A photo of a young person with dark eyes, dark hair and light skin. They are wearing a t-shirt.

By 2018, Kablusiak had found representation with Calgary gallery Norberg Hall and, in 2021, co-curated the inaugural collection at Qaumajuq, the Winnipeg Art Gallery’s new Inuit art centre. They garnered buzz for their mould-breaking mash-ups of Inuit art history and Western pop culture, zeroing in on the painful displacement of, they say, “being from the North, but existing down south.”

There were smaller creations, like a spin on Ookpik, an owl figurine first popularized in the ’60s by Inuit artist Jeannie Snowball. (Kablusiak’s Ookpiks were Garfields and Furbies.) They also branched out into more sweeping, sombre installations. In 2021’s “Suviittuq!” or “Can’t be helped/Too bad!” an image of a Tuktoyaktuk cemetery hung on a wall, a background for visitors’ selfies. It poked at what Kablusiak calls the “pain spectacle” of news coverage of unearthed unmarked graves. “If I dress these things up with humour,” they say, “it’s like taking honey with a pill.” And the controversy that follows? “I get off on that.”

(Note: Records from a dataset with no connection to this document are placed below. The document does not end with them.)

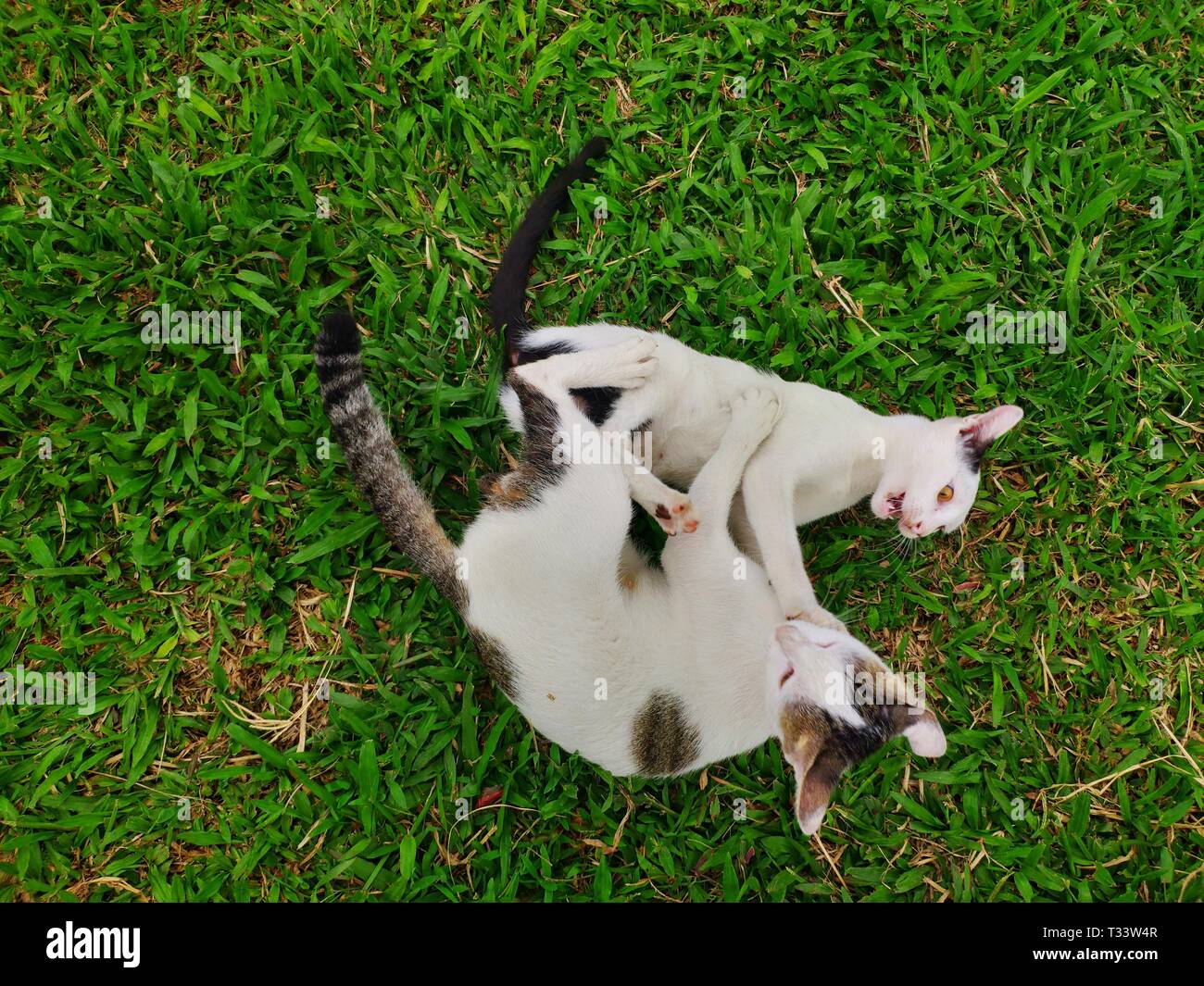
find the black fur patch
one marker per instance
(662, 740)
(841, 744)
(596, 402)
(972, 452)
(506, 299)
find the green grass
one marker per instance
(1075, 693)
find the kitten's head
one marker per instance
(932, 469)
(837, 704)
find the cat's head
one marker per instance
(931, 472)
(837, 704)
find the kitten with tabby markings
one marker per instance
(827, 453)
(643, 670)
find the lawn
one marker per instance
(283, 710)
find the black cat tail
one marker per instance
(506, 300)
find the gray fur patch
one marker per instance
(542, 465)
(663, 742)
(496, 661)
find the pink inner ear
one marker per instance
(984, 429)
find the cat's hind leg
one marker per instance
(754, 414)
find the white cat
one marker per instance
(825, 456)
(643, 670)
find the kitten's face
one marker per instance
(837, 704)
(931, 483)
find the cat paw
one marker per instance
(757, 411)
(675, 514)
(626, 365)
(819, 617)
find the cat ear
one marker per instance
(925, 734)
(980, 430)
(815, 791)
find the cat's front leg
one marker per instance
(670, 508)
(770, 505)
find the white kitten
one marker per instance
(643, 670)
(825, 456)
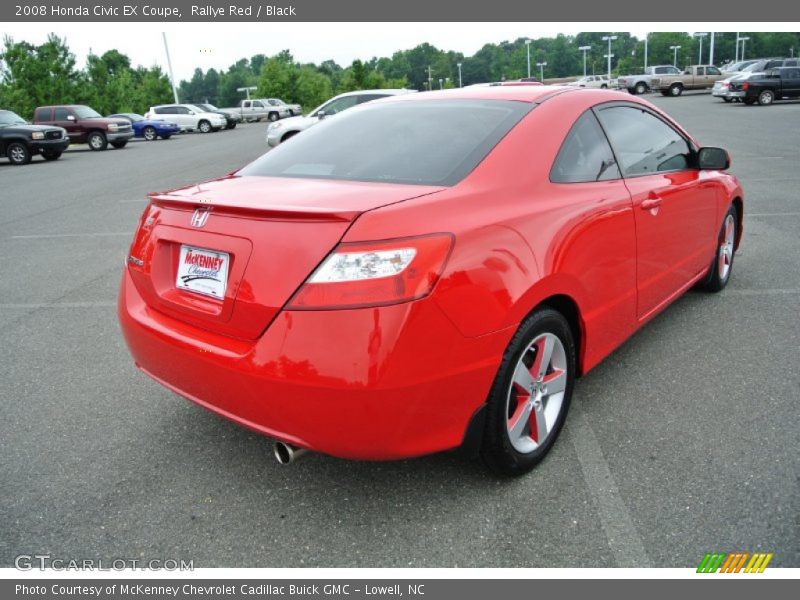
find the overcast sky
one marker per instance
(218, 45)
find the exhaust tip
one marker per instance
(286, 454)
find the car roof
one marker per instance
(519, 93)
(387, 92)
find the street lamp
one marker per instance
(609, 56)
(584, 49)
(541, 70)
(743, 40)
(674, 55)
(528, 47)
(700, 55)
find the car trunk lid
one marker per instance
(256, 239)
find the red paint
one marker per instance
(403, 379)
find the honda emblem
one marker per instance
(200, 217)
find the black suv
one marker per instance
(20, 141)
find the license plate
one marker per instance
(203, 271)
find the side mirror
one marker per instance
(714, 159)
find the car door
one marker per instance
(790, 81)
(675, 204)
(66, 118)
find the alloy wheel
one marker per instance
(536, 394)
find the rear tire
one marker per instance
(97, 141)
(719, 273)
(531, 393)
(766, 97)
(18, 153)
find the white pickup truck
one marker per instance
(264, 108)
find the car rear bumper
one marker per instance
(52, 145)
(373, 383)
(119, 136)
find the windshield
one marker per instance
(84, 112)
(10, 118)
(420, 142)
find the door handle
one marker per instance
(651, 203)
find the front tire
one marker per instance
(97, 141)
(18, 153)
(530, 396)
(766, 97)
(51, 154)
(719, 273)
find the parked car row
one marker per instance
(54, 128)
(280, 131)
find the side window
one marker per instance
(336, 106)
(42, 114)
(585, 154)
(644, 143)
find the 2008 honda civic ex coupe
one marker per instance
(428, 271)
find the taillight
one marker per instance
(375, 273)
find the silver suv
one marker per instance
(280, 131)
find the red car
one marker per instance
(428, 271)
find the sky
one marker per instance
(219, 45)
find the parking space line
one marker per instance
(41, 305)
(44, 236)
(764, 292)
(623, 539)
(758, 215)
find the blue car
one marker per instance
(147, 128)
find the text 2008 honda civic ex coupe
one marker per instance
(428, 271)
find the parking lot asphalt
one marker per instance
(682, 442)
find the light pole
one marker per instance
(609, 56)
(700, 54)
(743, 40)
(646, 35)
(528, 47)
(674, 55)
(584, 49)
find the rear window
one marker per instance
(437, 142)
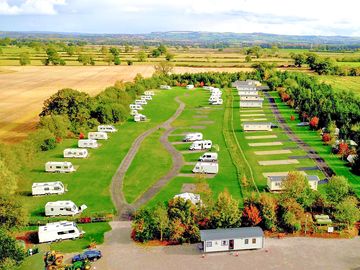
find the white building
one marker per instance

A photo of an art installation, depicting a person on their knees with their hands pressed together. Above their head is the words "TY MR SOBEY" and dollar signs.

A photo of “TY Mr. Sobey,” one of Kablusiak’s installations at the Sobey Art Award Exhibition at the Art Gallery of Alberta. (Photo by Leroy Schulz)

Last November, just after their 30th birthday, Kablusiak won the prestigious Sobey Art Award—the first Inuvialuk artist to do so. They plan to put the $100,000 prize toward a home in northern Alberta, one with enough room for a studio. Anyone worried about Kablusiak selling out need only lay eyes on “TY Again, Mr. Sobey,” a soapstone statue of a figure pleading on bended knee—and surrounded by dollar signs—now on display at the National Gallery in Ottawa. It elicited a big reaction from grocery heir Rob Sobey. “He was moved, but also laughing,” Kablusiak says. “I didn’t expect that.”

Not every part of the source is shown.